Mark0's Forum
Software => TrID File Identifier => Topic started by: Ken Jackson on May 19, 2010, 07:51:24 PM
-
I've been trying various PDF ebooks I've found on the web, and I've noticed a lot of them are 50% MATLAB (and 50% PDF). Has anyone else seen this? What is this MATLAB portion? Is it a false reading or is this a new attack vector of some sort?
Thanks!
K
-
Hi!
Matlab & PDF files should be different enough. I doubt that there's anything malicious going on, anyway.
If you could send me one of the ebook file that show this results, I'll be happy to have a look at them and give a more precise reply.

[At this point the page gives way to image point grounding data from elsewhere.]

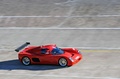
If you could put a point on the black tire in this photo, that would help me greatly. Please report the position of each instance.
(62, 62)
(26, 61)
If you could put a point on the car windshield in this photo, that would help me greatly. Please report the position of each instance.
(57, 50)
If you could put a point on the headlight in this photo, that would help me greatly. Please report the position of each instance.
(71, 59)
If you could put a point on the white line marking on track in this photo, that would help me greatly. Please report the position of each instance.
(37, 28)
(60, 76)
(60, 16)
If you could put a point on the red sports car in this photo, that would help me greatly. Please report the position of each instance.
(48, 54)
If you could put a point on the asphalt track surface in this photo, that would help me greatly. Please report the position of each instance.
(92, 26)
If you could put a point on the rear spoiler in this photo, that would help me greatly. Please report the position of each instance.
(22, 46)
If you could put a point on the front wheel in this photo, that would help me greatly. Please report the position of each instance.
(63, 62)
(26, 61)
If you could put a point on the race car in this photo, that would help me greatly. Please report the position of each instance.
(48, 54)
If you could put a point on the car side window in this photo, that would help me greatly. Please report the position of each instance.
(44, 51)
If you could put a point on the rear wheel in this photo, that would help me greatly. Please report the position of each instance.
(26, 61)
(62, 62)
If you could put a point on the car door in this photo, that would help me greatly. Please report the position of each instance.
(45, 57)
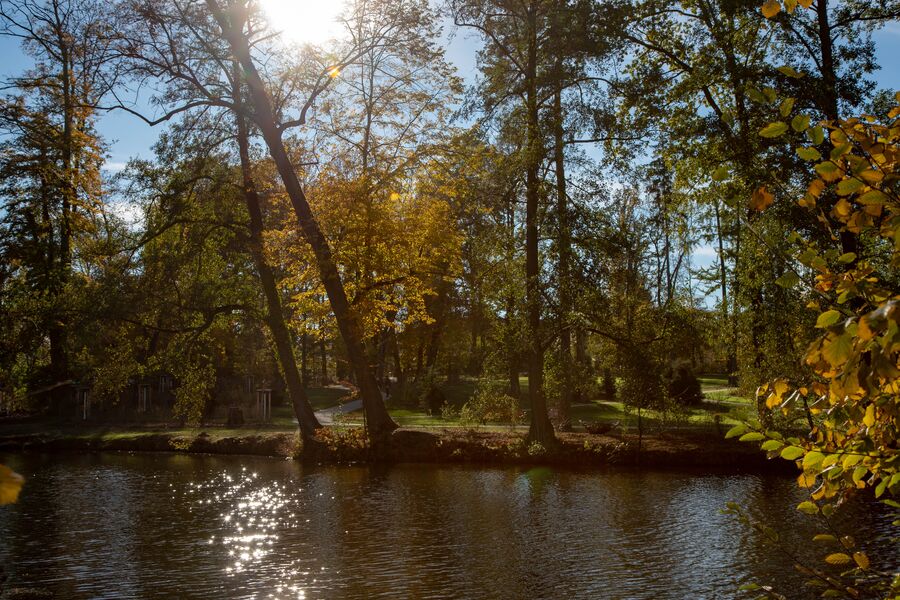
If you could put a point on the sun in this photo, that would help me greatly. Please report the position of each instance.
(305, 21)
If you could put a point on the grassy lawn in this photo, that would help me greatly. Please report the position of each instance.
(720, 402)
(722, 407)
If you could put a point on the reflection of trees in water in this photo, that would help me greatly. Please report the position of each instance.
(140, 524)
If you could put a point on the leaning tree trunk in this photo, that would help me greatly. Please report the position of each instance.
(378, 421)
(303, 411)
(540, 429)
(565, 249)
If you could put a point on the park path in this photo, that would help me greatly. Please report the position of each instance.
(326, 415)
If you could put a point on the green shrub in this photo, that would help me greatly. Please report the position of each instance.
(491, 404)
(682, 385)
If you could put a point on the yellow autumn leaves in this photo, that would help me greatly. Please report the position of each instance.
(10, 485)
(772, 7)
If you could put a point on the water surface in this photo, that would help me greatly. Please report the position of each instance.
(176, 526)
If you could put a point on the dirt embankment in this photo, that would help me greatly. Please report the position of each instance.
(430, 446)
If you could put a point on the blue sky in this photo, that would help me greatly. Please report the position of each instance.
(129, 137)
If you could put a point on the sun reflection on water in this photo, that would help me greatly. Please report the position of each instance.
(254, 512)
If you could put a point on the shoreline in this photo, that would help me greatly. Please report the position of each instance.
(435, 446)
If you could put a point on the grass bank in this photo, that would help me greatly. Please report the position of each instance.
(448, 445)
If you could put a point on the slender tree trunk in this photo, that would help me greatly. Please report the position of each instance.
(304, 359)
(731, 360)
(323, 356)
(540, 429)
(303, 411)
(378, 421)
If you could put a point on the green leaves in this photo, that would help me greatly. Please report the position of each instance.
(791, 72)
(788, 280)
(771, 445)
(773, 130)
(739, 429)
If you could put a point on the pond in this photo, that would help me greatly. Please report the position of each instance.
(177, 526)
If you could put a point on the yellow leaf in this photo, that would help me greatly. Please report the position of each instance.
(806, 480)
(838, 558)
(871, 176)
(761, 199)
(771, 8)
(863, 331)
(10, 485)
(869, 419)
(842, 209)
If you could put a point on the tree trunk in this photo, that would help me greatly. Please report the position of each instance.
(731, 360)
(540, 429)
(565, 249)
(378, 422)
(303, 411)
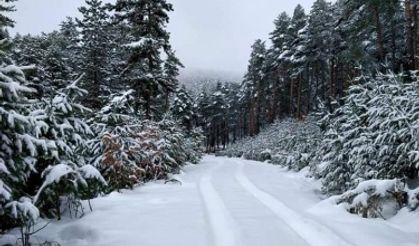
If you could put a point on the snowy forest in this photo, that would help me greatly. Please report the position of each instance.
(95, 110)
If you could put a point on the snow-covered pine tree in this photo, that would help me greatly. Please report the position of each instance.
(182, 108)
(21, 145)
(372, 136)
(114, 127)
(146, 20)
(71, 38)
(255, 87)
(96, 51)
(66, 174)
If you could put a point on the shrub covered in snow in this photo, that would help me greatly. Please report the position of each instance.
(373, 135)
(129, 151)
(378, 198)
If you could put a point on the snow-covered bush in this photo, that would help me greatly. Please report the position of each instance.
(377, 198)
(21, 142)
(129, 151)
(289, 143)
(373, 135)
(62, 171)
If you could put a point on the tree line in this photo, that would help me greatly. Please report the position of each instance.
(313, 58)
(88, 109)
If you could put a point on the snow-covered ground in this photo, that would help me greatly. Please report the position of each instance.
(228, 202)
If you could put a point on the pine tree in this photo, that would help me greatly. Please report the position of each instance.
(147, 20)
(97, 43)
(254, 84)
(182, 108)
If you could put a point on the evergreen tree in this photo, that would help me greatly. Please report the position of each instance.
(182, 108)
(147, 20)
(97, 43)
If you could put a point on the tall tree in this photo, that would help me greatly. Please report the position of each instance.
(148, 37)
(96, 46)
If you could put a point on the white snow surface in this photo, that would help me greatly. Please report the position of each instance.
(229, 202)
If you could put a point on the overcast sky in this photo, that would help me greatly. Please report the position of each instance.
(207, 34)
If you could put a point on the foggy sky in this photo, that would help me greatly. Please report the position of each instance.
(207, 34)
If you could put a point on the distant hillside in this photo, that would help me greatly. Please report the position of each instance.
(197, 79)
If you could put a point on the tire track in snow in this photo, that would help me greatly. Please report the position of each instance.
(311, 231)
(221, 222)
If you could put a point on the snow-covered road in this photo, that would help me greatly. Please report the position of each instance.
(227, 202)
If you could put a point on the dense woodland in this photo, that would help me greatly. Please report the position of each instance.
(96, 106)
(89, 109)
(311, 59)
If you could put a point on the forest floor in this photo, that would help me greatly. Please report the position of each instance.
(229, 202)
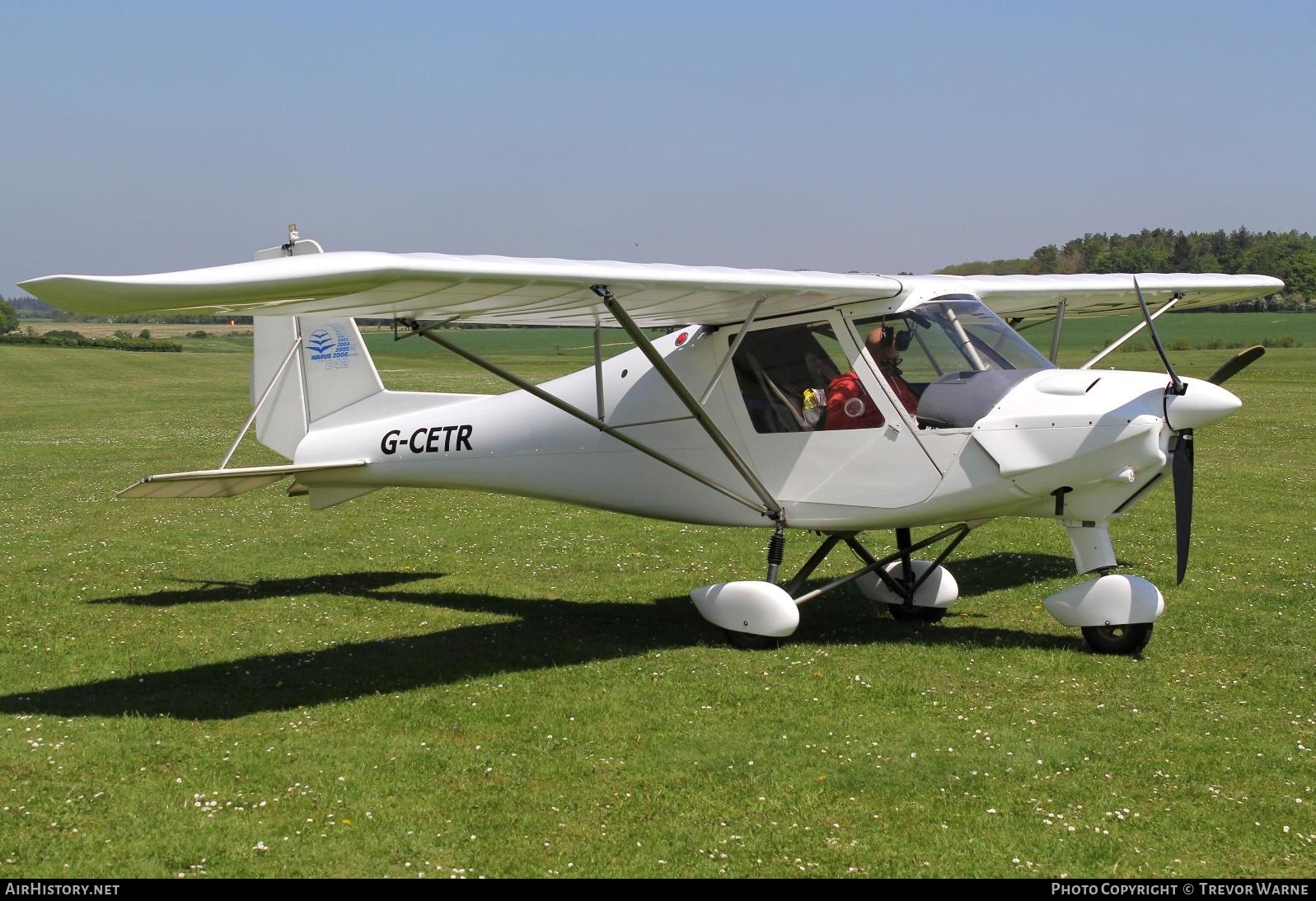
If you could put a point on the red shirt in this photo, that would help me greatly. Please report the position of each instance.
(849, 405)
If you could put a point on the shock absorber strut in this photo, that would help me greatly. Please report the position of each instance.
(775, 552)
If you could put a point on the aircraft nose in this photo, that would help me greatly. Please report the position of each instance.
(1201, 405)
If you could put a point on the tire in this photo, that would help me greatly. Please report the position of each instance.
(1117, 639)
(916, 614)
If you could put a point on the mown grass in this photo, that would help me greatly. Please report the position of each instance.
(456, 684)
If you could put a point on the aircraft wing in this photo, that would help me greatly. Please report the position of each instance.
(528, 291)
(1091, 294)
(474, 289)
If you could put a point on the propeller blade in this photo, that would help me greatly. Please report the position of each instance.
(1237, 363)
(1182, 473)
(1175, 383)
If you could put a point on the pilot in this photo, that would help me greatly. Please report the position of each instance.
(848, 402)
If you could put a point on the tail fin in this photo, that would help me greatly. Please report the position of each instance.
(311, 367)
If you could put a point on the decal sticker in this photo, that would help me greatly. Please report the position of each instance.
(333, 347)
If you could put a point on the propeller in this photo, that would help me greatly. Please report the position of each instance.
(1236, 364)
(1182, 473)
(1181, 469)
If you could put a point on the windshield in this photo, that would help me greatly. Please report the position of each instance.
(954, 335)
(949, 360)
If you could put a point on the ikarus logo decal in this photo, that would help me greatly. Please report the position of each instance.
(332, 345)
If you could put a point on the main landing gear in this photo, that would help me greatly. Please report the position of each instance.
(1113, 612)
(756, 616)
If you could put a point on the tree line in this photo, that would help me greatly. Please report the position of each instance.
(1289, 256)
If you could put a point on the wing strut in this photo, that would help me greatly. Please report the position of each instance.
(774, 509)
(269, 389)
(1133, 331)
(1056, 332)
(432, 335)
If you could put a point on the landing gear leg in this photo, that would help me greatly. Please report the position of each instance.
(1115, 612)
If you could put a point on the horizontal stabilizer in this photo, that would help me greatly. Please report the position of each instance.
(222, 482)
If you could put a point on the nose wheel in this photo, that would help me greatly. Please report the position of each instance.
(1126, 639)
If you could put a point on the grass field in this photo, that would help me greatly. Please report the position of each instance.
(453, 684)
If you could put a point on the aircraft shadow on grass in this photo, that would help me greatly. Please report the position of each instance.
(545, 634)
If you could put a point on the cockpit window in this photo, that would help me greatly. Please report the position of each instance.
(784, 373)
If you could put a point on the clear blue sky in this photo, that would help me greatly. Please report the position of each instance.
(157, 136)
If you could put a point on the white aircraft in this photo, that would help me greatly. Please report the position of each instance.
(833, 403)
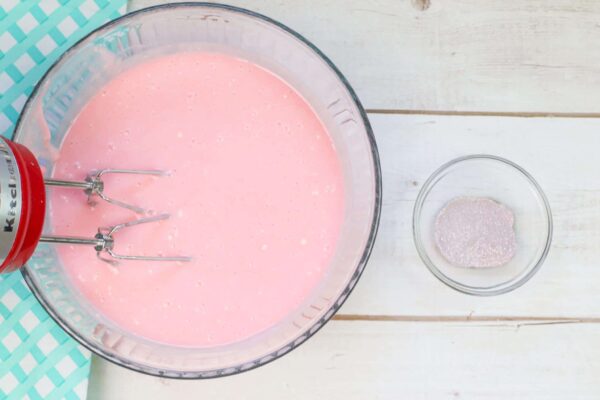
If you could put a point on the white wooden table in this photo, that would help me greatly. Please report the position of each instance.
(519, 79)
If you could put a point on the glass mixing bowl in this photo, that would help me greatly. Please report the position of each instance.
(156, 31)
(500, 180)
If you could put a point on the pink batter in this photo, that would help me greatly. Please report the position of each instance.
(255, 197)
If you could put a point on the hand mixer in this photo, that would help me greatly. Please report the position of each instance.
(23, 207)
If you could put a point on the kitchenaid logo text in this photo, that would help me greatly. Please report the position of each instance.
(12, 187)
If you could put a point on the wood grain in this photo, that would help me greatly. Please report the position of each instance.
(465, 55)
(399, 360)
(560, 153)
(445, 78)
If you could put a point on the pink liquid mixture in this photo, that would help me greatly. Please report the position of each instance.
(255, 196)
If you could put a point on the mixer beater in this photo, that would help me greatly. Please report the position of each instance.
(23, 205)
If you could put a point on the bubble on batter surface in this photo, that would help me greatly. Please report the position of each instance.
(475, 232)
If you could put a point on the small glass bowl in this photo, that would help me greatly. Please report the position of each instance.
(500, 180)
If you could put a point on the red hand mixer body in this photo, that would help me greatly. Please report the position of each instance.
(22, 204)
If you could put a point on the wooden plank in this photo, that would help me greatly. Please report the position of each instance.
(560, 153)
(467, 55)
(392, 360)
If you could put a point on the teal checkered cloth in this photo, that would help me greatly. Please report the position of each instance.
(37, 359)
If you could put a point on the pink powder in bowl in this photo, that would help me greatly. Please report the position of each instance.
(475, 232)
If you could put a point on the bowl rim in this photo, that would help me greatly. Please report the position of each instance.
(503, 287)
(360, 267)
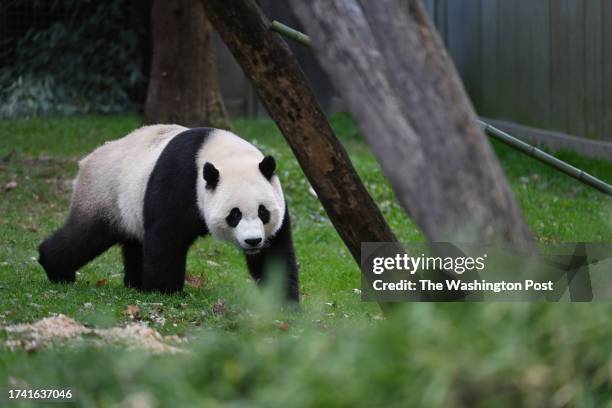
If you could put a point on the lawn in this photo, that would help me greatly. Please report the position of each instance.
(338, 351)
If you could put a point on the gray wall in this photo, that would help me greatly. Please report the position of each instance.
(542, 63)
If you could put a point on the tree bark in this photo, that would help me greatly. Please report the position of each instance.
(282, 87)
(183, 86)
(389, 64)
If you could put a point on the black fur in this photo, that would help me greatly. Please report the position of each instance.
(172, 219)
(74, 245)
(280, 249)
(211, 175)
(267, 167)
(172, 222)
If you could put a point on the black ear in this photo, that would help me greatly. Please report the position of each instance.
(211, 175)
(267, 167)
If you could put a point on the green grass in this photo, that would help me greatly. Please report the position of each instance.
(337, 352)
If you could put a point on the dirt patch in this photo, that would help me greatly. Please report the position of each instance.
(60, 328)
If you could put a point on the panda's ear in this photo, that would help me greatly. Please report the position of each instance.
(211, 175)
(267, 167)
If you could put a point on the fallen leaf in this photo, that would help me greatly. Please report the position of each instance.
(11, 185)
(284, 326)
(196, 281)
(132, 311)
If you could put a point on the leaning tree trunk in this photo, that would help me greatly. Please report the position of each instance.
(388, 62)
(282, 87)
(183, 86)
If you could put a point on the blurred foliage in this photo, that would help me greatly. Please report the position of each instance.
(88, 59)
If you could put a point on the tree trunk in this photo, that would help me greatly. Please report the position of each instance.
(282, 87)
(388, 62)
(183, 86)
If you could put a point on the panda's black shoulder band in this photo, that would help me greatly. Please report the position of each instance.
(267, 167)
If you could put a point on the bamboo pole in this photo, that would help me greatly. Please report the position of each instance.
(491, 131)
(546, 158)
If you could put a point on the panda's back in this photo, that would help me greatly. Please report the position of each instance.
(112, 179)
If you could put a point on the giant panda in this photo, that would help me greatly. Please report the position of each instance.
(159, 188)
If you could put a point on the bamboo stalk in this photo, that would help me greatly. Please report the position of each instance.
(289, 32)
(546, 158)
(491, 131)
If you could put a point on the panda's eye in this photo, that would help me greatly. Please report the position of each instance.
(234, 217)
(264, 214)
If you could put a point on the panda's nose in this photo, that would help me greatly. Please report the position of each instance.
(253, 241)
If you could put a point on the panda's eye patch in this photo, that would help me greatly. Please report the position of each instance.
(264, 214)
(234, 217)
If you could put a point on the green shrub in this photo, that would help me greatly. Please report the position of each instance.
(89, 60)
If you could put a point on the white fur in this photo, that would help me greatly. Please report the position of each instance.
(241, 185)
(112, 180)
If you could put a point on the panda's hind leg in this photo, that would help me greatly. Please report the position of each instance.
(132, 262)
(72, 246)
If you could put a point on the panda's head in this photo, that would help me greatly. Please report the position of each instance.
(242, 202)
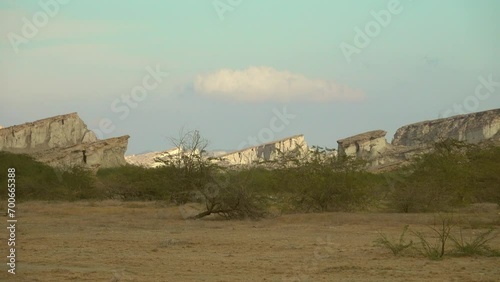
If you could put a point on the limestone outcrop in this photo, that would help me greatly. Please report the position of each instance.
(471, 128)
(63, 141)
(418, 138)
(265, 152)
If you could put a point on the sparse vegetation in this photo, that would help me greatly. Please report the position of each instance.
(395, 246)
(434, 247)
(454, 175)
(475, 245)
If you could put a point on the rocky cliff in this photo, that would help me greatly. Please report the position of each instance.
(63, 141)
(264, 152)
(471, 128)
(418, 138)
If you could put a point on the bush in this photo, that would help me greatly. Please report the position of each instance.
(396, 247)
(38, 181)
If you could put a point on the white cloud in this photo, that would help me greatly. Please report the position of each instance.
(258, 84)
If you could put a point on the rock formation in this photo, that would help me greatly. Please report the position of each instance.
(63, 141)
(471, 128)
(418, 138)
(264, 152)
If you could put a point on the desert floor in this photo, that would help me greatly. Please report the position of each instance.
(145, 241)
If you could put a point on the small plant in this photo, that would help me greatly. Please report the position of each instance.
(395, 246)
(477, 245)
(436, 251)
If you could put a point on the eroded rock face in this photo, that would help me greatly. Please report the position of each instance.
(418, 138)
(370, 145)
(64, 141)
(471, 128)
(265, 152)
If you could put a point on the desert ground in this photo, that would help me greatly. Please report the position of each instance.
(149, 241)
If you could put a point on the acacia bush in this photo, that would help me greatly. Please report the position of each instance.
(437, 181)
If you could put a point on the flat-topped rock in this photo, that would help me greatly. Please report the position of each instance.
(63, 141)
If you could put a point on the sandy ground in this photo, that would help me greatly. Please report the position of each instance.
(138, 241)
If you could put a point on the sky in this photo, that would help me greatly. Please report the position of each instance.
(245, 72)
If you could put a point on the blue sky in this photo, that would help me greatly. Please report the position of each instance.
(232, 64)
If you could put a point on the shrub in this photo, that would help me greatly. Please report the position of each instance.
(395, 246)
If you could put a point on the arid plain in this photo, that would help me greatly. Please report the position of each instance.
(148, 241)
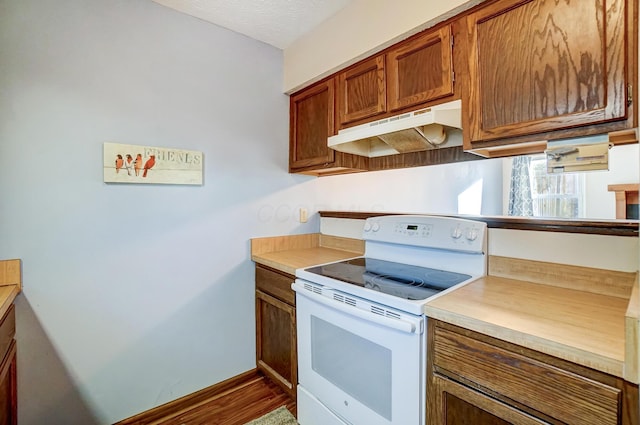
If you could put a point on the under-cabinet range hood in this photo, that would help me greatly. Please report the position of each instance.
(434, 127)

You could, for example, submit one to the Online TrID file identifier (http://mark0.net/onlinetrid.aspx) and leave a feedback so that it will come to my attention.
Thanks,
Bye!
-
Matlab is a VERY weak binary signature:
<Bytes>25</Bytes>
<ASCII> %</ASCII>
<Pos>0</Pos>
It only takes takes a percent sign at the beginning of a file to be considered Matlab. All valid PDF's start with a percent sign, so they will show as both.
-
Matlab is a VERY weak binary signature:
True, but there's also a string, and that lower the possibility (still present) of some false positives.
The "MATLAB program" definition is also very broad: probably it would be possible to keep that as a general one, and make some more specific ones, each for various versions maybe (I'm speculating here; I'm not really that familiar with MATLAB files).
It only takes takes a percent sign at the beginning of a file to be considered Matlab. All valid PDF's start with a percent sign, so they will show as both.
Yes but, if it's a PDF, it will have an higher score since the file will match a larger pattern specific for the PDF ("%PDF").